Despite four decades of research and information, there are still several misconceptions many have about HIV and addiction. Part of this confusion stems from misinformation that circulates about HIV/AIDS and how a person becomes infected with this disease. In other cases, the mix-up happens because of misconceptions about the conditions of HIV and addiction.
HIV, or human immunodeficiency virus, is an autoimmune disorder that attacks the body’s natural defenses against infection. With proper treatment and a healthy lifestyle, individuals infected with HIV can live long, full, productive lives. AIDS, or acquired immunodeficiency syndrome, is merely the final stage of HIV infection. Substance use disorder (SUD) is the clinical name for addiction and refers to the propensity to use controlled substances, often illegally obtained, in an uncontrolled way.

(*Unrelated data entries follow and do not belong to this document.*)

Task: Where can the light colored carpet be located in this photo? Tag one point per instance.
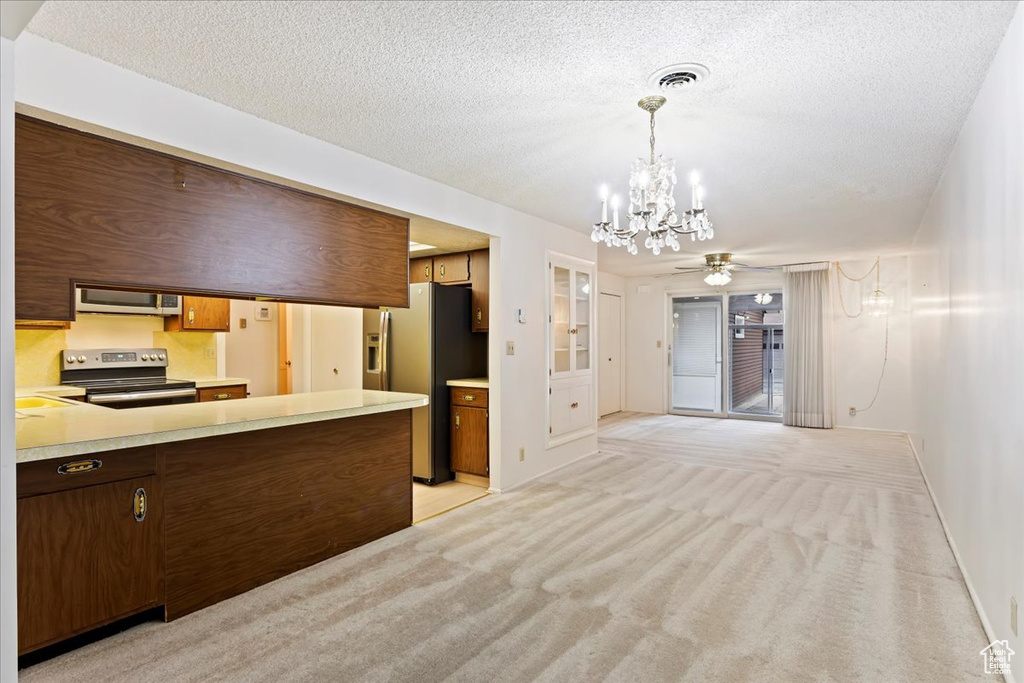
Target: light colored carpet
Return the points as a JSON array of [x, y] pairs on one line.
[[689, 549]]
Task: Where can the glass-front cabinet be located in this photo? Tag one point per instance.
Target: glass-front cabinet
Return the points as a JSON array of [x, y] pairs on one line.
[[570, 331], [570, 341]]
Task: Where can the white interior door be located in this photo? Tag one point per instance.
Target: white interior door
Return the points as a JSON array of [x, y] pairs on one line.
[[696, 355], [335, 348], [609, 336]]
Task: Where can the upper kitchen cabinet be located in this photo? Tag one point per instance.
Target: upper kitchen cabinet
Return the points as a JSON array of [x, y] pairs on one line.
[[479, 275], [421, 270], [94, 211], [201, 314], [452, 268]]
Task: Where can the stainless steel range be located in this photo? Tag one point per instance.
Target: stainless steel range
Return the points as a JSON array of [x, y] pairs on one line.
[[124, 377]]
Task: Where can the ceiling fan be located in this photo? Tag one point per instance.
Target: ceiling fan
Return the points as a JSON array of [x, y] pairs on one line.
[[719, 266]]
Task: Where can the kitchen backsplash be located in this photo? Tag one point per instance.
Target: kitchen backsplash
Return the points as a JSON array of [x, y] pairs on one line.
[[37, 351]]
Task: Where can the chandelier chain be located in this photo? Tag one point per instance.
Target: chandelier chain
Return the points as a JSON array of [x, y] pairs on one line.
[[652, 137]]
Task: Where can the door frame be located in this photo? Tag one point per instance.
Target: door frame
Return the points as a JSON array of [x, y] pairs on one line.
[[723, 298], [622, 348], [726, 397]]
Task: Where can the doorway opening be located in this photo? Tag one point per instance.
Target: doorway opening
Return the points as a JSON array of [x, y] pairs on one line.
[[756, 354], [695, 355]]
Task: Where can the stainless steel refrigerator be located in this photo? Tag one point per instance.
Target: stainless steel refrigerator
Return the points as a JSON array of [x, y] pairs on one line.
[[419, 349]]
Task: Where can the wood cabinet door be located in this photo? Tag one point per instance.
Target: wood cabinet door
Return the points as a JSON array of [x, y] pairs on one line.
[[452, 268], [206, 313], [86, 559], [479, 275], [469, 439], [421, 270], [221, 393]]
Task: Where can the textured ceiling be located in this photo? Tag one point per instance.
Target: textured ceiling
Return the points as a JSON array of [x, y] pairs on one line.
[[821, 131]]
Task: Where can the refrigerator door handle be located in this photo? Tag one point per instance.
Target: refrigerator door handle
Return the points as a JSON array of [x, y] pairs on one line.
[[385, 351]]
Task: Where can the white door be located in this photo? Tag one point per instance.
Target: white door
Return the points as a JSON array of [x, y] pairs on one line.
[[696, 355], [335, 348], [609, 334]]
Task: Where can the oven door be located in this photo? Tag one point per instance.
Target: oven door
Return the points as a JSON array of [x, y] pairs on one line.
[[142, 398]]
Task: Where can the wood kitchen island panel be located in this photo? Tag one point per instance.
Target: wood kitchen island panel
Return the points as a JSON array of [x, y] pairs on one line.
[[244, 509], [100, 212]]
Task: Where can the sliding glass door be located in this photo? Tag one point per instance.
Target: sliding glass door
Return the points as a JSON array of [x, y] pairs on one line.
[[695, 354], [756, 344]]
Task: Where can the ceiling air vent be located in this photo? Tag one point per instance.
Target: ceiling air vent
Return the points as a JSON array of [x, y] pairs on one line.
[[676, 77]]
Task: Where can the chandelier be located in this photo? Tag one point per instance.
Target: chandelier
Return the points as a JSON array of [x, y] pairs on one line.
[[652, 205]]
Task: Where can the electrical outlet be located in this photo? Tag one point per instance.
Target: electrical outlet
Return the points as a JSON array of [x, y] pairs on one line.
[[1013, 601]]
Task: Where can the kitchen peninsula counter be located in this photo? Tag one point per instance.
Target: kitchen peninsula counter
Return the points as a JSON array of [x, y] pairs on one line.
[[81, 430]]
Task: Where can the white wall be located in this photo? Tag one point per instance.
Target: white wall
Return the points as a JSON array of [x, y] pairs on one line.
[[860, 348], [968, 342], [8, 530], [251, 352], [59, 80]]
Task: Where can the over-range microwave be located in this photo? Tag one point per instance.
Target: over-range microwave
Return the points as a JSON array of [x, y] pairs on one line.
[[89, 300]]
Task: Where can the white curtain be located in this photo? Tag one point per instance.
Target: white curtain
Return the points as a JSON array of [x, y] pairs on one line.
[[810, 382]]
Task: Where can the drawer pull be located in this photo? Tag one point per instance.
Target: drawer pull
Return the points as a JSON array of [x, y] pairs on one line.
[[80, 466], [139, 504]]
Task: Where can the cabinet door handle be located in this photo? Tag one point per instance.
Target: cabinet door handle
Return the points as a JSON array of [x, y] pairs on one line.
[[139, 504], [79, 466]]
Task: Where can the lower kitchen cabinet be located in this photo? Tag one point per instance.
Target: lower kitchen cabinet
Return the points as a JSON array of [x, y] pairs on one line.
[[469, 431], [221, 393], [87, 557]]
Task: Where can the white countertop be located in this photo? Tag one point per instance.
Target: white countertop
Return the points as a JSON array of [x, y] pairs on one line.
[[207, 382], [61, 390], [473, 383], [59, 432]]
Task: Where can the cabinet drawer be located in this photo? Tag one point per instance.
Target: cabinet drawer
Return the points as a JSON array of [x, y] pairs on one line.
[[48, 476], [221, 393], [465, 396]]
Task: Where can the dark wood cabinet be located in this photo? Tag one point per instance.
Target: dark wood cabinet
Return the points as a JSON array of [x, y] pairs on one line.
[[201, 314], [93, 211], [479, 278], [469, 431], [421, 270], [86, 557], [452, 268], [221, 393]]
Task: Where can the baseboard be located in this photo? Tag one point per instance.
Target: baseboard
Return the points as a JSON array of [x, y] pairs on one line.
[[985, 624], [872, 429], [542, 474]]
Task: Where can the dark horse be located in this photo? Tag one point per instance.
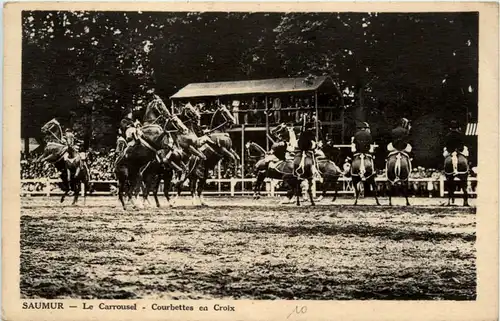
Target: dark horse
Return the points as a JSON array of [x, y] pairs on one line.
[[304, 162], [154, 136], [363, 172], [398, 169], [282, 169], [187, 143], [221, 150], [73, 170], [161, 168], [462, 175]]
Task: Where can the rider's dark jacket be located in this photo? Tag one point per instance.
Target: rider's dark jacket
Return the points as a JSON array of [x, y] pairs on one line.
[[279, 150], [125, 124], [306, 140], [363, 140], [454, 140], [400, 138]]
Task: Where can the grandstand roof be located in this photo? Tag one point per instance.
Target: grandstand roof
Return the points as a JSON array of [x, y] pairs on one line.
[[263, 86]]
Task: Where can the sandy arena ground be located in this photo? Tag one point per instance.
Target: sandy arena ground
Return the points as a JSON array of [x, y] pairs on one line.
[[238, 248]]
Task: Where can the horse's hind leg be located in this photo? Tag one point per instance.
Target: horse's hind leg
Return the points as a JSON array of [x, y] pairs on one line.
[[463, 183]]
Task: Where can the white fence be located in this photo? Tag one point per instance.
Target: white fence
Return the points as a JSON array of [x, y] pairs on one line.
[[271, 186]]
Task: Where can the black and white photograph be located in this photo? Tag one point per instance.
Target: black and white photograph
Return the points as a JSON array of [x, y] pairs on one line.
[[249, 155]]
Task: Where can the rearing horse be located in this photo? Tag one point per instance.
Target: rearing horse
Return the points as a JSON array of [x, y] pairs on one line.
[[154, 137], [221, 148], [398, 169], [73, 171]]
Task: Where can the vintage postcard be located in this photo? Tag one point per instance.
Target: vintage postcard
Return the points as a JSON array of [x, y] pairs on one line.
[[250, 161]]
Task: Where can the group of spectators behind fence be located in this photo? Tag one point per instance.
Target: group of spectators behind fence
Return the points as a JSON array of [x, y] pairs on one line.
[[101, 169], [253, 112]]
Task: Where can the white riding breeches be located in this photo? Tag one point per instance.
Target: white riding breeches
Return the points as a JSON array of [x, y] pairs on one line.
[[465, 152], [130, 132], [407, 149]]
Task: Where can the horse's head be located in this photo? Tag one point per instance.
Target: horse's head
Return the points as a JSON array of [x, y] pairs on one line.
[[279, 130], [192, 113], [205, 139], [178, 124], [226, 114], [156, 109]]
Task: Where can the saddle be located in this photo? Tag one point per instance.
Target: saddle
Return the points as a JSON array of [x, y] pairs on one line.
[[362, 165]]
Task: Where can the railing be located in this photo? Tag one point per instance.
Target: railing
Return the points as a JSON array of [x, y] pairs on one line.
[[271, 186]]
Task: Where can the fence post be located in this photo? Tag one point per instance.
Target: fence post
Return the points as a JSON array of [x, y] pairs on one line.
[[47, 186], [441, 186]]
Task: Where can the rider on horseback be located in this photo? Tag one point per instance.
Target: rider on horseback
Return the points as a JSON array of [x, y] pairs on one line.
[[129, 125], [362, 140], [307, 143], [400, 138], [455, 144]]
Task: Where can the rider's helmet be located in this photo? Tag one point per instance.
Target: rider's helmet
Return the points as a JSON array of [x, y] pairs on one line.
[[310, 126], [454, 126], [405, 123]]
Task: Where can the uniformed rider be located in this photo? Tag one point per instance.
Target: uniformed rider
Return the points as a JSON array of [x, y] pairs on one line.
[[455, 144], [307, 143], [129, 127], [362, 142], [400, 138]]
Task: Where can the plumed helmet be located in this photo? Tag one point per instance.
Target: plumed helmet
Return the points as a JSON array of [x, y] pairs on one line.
[[364, 125], [405, 123]]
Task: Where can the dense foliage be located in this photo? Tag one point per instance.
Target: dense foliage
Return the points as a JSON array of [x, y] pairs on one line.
[[86, 67]]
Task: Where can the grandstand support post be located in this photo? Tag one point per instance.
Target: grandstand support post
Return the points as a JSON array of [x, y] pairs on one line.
[[342, 119], [267, 125], [218, 175], [47, 187], [242, 154], [317, 114]]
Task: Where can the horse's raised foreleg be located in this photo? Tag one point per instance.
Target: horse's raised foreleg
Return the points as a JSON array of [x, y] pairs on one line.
[[392, 188], [77, 189], [258, 184], [335, 189], [374, 186], [309, 191], [450, 184], [406, 187], [167, 184], [297, 191], [355, 183]]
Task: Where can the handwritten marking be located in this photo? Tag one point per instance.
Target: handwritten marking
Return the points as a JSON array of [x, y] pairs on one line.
[[297, 310]]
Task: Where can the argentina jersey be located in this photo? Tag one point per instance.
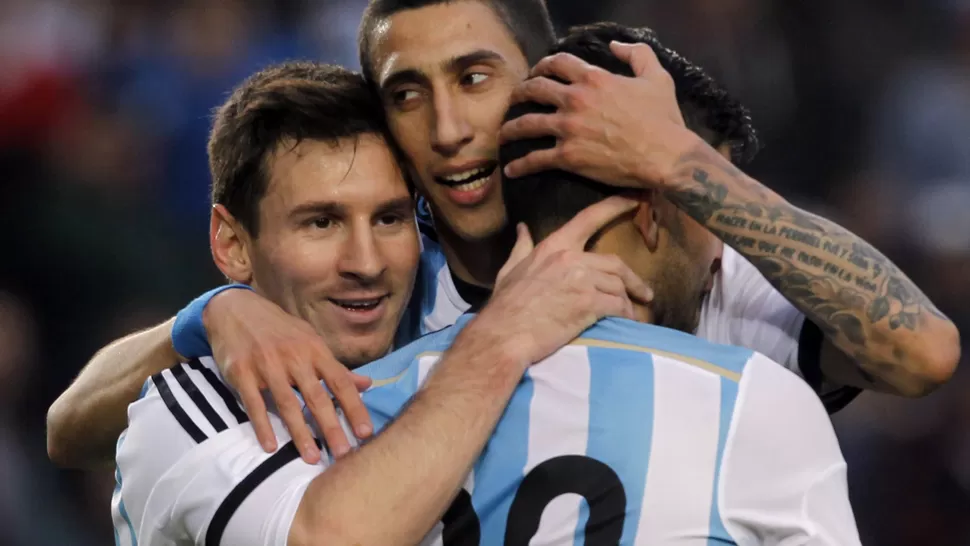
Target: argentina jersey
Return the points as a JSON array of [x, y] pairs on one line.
[[435, 303], [637, 434]]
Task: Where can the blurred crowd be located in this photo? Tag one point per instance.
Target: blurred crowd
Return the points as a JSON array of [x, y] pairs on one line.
[[864, 106]]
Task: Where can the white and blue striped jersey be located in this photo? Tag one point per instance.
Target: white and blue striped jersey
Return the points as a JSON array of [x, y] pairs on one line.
[[742, 309], [632, 434]]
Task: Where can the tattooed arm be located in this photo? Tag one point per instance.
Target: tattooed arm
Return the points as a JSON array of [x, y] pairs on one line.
[[882, 333]]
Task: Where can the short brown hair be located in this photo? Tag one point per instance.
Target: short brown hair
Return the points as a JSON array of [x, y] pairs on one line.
[[527, 20], [286, 102]]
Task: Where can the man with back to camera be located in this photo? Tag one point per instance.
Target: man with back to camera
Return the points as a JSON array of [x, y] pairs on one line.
[[622, 416], [444, 115], [311, 211]]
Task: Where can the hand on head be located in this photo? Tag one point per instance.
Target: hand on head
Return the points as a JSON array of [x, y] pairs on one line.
[[547, 294]]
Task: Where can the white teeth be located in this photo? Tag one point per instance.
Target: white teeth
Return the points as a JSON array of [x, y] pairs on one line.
[[464, 176], [472, 185]]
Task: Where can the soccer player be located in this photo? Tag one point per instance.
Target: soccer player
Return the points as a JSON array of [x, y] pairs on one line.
[[446, 71], [312, 212], [631, 434]]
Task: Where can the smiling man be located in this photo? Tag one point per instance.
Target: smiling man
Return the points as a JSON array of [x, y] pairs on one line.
[[311, 211], [798, 288]]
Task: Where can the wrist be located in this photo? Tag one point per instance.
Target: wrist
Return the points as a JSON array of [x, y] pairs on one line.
[[673, 172]]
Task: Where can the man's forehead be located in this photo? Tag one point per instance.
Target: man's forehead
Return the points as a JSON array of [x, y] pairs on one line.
[[431, 38], [353, 169]]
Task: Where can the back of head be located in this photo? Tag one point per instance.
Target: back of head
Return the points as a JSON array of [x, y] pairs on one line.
[[527, 20], [282, 104], [546, 200]]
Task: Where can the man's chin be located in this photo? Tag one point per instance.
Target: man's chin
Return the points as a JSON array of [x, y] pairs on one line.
[[357, 356]]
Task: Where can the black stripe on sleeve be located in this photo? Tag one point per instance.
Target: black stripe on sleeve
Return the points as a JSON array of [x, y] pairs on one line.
[[173, 407], [222, 390], [198, 398], [810, 362], [235, 498]]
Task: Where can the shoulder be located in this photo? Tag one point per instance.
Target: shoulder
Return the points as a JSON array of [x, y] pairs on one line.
[[727, 360]]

HIV and addiction can be closely connected. A quarter of people infected with HIV become infected by sharing needles. This happens most often with intravenous drug users. People who suffer from substance use and who are infected with HIV will have a hard time battling the disease. These individuals need to get healthy and sober so they can avoid complications from dual infection.
At the Crossroads of Epidemics: HIV and Addiction
For over four decades, the United States has suffered under one of the most destructive pandemics in history: the HIV epidemic. During this time we have also endured a more silent, but no less deadly disease: addiction. These two epidemics simultaneously throttle our society and lead us to find ways to overcome both. Problematically, they both intersect in quite a few ways.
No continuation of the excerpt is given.